Alexis. La Tragedia Greca. A Contemporary Play with a Classical Touch
It certainly is futile to try to decide the order of which had the first influence, art on society or society on art, but it is crucial to raise awareness of this unique symbiosis. The further one examines this fusion of impacts the more one becomes cognizant of the power each has on the other, especially bidding for changes, both in art due to societal influence and in society when art is used as a tool in social change.
A similar question is raised in the play Alexis. A Greek Tragedy, a Motus production by Enrico Casagrande and Daniela Nicolò featuring actors: Silvia Calderoni, Vladimir Aleksic, Benno Steinegger and Alexia Sarantopoulou. The fourth play in the project Syrma Antigónes is presented by La Mama and The Public Theaters during the Under the Radar Festival.
“Is art enough?” This is one of the questions posed to the audience by Silvia, the play’s embodiment of Antigone, when she is faced with a statement of one of the speakers in the documentary displayed throughout the play. He bluntly tells them that art is not sufficient to accomplish anything. Yet the play shows otherwise by becoming an artistic proof of art’s impact on social change, often creating provocative interpretations of social and political issues promoting reflection, conversation and commencing assessment of the problem at hand. This particular play, tells the story of the death of a fifteen year old Alexandros-Andreas Grigoropoulos (Alexis), shot by a police officer on the 6th of December, 2008 in the Exarchia sector of central Athens, an event that sparked the weeks long devastating riots. At the same time it addresses a far larger issue than just that of retelling the story of the slain youth: it examines the potential of it being the detonating fuse of the revolts shaking up major cities around the globe in the past few years.

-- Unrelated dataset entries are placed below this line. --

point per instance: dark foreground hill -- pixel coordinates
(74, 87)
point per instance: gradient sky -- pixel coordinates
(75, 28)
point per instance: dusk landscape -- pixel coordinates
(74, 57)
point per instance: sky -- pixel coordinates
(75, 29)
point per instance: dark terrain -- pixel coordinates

The performance, cleverly juxtaposed against the story of Antigone shares many of its themes, among them the widely recognized premise of the individual’s right to reject societal restraints, in Antigone’s case her freedom to perform what she felt to be a personal obligation, that of the burial of her bother Polynices. In the play one finds many comparisons between the “real” story of Alexis and the riots and the fictional Greek play and its characters. Creon therefore is mirrored in the Greek government, its rules and enforcement, and Antigone is “physically present” in Silvia, but is also the voice of the individual, of the deceased Alexis, of the public, the citizen, of the audience in a way.

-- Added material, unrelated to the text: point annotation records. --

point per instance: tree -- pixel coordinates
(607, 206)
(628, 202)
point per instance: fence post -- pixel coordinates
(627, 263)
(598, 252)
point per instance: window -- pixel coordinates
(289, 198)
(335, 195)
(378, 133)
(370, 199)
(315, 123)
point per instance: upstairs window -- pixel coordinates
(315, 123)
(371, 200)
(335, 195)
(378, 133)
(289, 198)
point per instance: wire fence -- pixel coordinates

Few props are used during the performance, but the actors skillfully elicit emotion from the audience mesmerizing them initially with strange, continuous, robotic sounds and violent movement of a human figure, the motus perpetuus masterfully staged, and then throughout the play when the actors run into the crowd and the stage moves to within the public or during the final acts when they “call to arms.” The main idea behind the play is to demonstrate what art can do for social change as well as to show the power of a single event in generating a waterfall of locked up emotions which often have a deeper root. In the case of the riots after Alexandros’ death, the younger generation frustrated by the country’s economical problems, lack of perspective and evident corruption in the Greek state institutions showed their strength in number as they revolted. Motus intrigues, they make one think, they get involved in a social and political issue, they bring awareness to its existence, and they involve their viewers, or rather invite them to be involved. So, as they come out on stage one by one in their final act, one, two, three, four… what will you do when they ask for the fifth member?

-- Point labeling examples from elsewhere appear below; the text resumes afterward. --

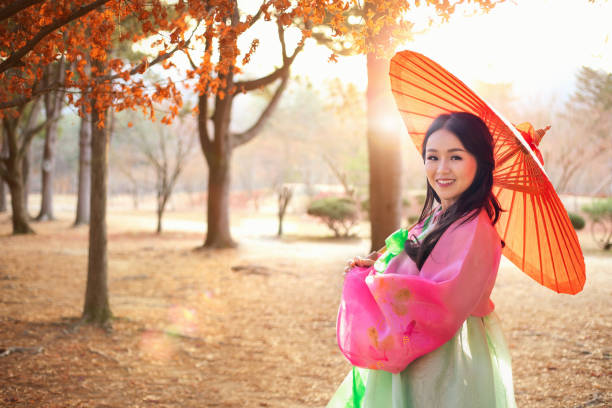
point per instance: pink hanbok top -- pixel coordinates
(386, 320)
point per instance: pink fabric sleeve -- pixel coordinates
(385, 321)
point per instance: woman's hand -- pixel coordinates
(361, 262)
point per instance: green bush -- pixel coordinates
(365, 204)
(577, 221)
(338, 213)
(599, 210)
(600, 213)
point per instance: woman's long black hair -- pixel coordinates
(476, 138)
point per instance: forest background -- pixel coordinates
(305, 125)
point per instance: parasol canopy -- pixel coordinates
(539, 237)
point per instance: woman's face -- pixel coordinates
(449, 166)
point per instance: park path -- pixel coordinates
(248, 327)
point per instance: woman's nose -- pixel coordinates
(443, 166)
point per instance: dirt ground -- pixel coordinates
(247, 327)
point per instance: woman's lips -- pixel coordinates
(445, 182)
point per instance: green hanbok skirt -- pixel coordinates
(471, 370)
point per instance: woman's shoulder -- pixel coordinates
(477, 222)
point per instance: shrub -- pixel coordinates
(600, 213)
(577, 221)
(599, 210)
(338, 213)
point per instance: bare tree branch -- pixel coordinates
(249, 85)
(259, 13)
(242, 138)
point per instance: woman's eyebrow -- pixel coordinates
(455, 149)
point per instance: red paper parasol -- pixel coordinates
(539, 236)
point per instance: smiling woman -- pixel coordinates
(449, 167)
(418, 325)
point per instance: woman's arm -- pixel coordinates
(385, 321)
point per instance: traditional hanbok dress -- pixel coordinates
(426, 338)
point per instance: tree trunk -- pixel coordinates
(84, 188)
(47, 170)
(218, 153)
(384, 147)
(162, 199)
(218, 233)
(97, 309)
(25, 174)
(3, 155)
(2, 196)
(20, 215)
(12, 168)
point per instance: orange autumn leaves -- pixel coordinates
(207, 32)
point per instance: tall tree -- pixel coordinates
(166, 149)
(375, 28)
(588, 113)
(19, 128)
(46, 32)
(218, 84)
(84, 172)
(53, 101)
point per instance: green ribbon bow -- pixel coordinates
(395, 244)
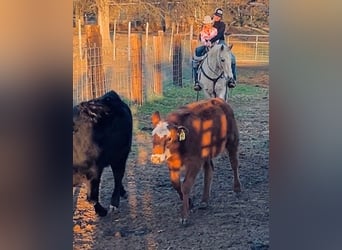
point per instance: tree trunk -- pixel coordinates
(103, 22)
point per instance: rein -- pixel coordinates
(214, 80)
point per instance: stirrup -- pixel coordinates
(197, 87)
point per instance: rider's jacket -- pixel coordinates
(221, 27)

On January 4th, the play opened at the La Mama Theater (74A 4th St) and began the Under the Radar Festival. The premiere was not surprisingly sold out, with the small theater filled to the last seat. The spectacle was followed by a very New York style after-party at the nearby Public Theater’s LuEsther Hall. Marche Region provided the selection of cheeses and wine for the event and the celebration of URFs opening continued to late hours.